Les graphiques sécurisés sont de petites images numériques aléatoires ou pseudo-aléatoires à imprimer sur les emballages, les produits ou les documents pour détecter les contrefaçons. Cette technologie repose sur le principe selon lequel chaque fois qu’une image numérique est imprimée ou scannée - quelle que soit la qualité du scan ou la technologie de photocopie utilisée - une partie des informations contenues dans l’image originale est perdue. Les graphiques sécurisés (CDP) sont dessinés ou conçus pour maximiser cette perte d’information lors de l’impression ou de la copie. Étant donné qu’un graphique sécurisé de contrefaçon aura été copié ou scanné au moins une fois de plus que l’original, l’image contrefaite qui en résulte contiendra moins d’informations que l’image originale. L’authentification est donc réalisée par un algorithme qui compare la quantité d’informations contenues dans le graphique sécurisé scanné avec l’original.
Les graphiques sécurisés sont de petites images numériques aléatoires ou pseudo-aléatoires dessinées ou conçues pour être sensibles à l’impression et à la copie. Ces images sont généralement générées par des modules logiciels spécifiques avant l’impression. Elles peuvent être scannées à l’aide de l’appareil photo d’un téléphone portable ou d’un scanner, et authentifiées via une application pour téléphone portable. Les graphiques sécurisés de détection des copies peuvent également être insérés dans des codes-barres 2D (par exemple des codes QR ou des matrices de données) pour une sécurité renforcée, ce qui facilite l’authentification par smartphone et améliore la traçabilité.

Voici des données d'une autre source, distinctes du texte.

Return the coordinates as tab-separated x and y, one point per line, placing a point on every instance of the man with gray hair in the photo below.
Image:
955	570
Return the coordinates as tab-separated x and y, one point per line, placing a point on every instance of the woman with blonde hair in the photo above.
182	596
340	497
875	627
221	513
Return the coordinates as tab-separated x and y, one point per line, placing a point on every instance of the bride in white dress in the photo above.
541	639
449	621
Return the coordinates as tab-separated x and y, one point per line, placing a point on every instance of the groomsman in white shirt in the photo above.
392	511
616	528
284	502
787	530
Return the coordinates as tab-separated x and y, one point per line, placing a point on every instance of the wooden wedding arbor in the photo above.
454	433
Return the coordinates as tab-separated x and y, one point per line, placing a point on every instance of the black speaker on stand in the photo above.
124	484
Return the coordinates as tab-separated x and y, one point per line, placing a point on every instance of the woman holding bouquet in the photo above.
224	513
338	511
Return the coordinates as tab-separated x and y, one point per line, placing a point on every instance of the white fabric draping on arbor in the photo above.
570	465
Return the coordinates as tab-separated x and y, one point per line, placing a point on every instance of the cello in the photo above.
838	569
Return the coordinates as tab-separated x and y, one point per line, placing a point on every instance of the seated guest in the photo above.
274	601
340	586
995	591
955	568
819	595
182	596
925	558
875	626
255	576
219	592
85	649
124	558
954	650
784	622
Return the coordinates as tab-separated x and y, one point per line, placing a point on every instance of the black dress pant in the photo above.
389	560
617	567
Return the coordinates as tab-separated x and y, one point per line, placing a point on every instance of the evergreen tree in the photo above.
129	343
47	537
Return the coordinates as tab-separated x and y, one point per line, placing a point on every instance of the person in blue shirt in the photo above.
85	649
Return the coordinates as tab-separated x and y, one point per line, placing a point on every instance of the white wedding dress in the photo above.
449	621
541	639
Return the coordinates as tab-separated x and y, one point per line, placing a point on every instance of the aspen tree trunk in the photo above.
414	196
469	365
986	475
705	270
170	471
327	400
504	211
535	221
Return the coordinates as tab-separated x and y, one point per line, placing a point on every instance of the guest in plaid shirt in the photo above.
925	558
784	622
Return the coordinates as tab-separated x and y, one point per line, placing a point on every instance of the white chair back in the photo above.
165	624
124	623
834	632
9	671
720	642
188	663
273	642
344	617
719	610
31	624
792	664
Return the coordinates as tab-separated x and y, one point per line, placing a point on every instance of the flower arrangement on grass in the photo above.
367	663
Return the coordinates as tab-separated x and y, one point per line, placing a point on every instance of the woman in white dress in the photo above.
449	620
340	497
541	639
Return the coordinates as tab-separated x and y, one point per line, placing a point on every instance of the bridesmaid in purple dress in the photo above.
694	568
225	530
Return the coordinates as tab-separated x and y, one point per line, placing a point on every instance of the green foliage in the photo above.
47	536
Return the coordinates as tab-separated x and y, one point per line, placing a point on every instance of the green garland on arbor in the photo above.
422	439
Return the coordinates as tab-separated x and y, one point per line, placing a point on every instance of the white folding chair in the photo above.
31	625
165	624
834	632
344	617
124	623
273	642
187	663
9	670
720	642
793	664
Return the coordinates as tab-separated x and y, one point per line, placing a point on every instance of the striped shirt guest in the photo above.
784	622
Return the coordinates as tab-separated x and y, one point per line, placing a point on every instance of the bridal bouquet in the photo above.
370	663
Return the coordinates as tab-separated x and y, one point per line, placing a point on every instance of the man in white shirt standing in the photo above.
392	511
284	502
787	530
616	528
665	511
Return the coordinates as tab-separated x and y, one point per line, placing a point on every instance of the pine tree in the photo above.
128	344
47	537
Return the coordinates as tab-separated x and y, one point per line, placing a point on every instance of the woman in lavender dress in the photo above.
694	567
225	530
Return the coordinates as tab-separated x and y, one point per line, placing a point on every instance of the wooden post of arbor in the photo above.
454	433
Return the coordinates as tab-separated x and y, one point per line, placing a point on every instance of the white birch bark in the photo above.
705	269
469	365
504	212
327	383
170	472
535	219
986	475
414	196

La technologie des graphiques sécurisés peut être appliquée aux documents, aux produits et aux emballages.
Comme le processus d’intégration du graphique sécurisé est fondamentalement numérique, il est inutile d’apporter des modifications majeures aux opérations de production ou de logistique pour mettre en œuvre cette technologie.
Il est difficile de donner une idée générale des coûts associés aux graphiques sécurisés, mais ils n’augmentent généralement pas de manière directement proportionnelle aux quantités d’objets à sécuriser.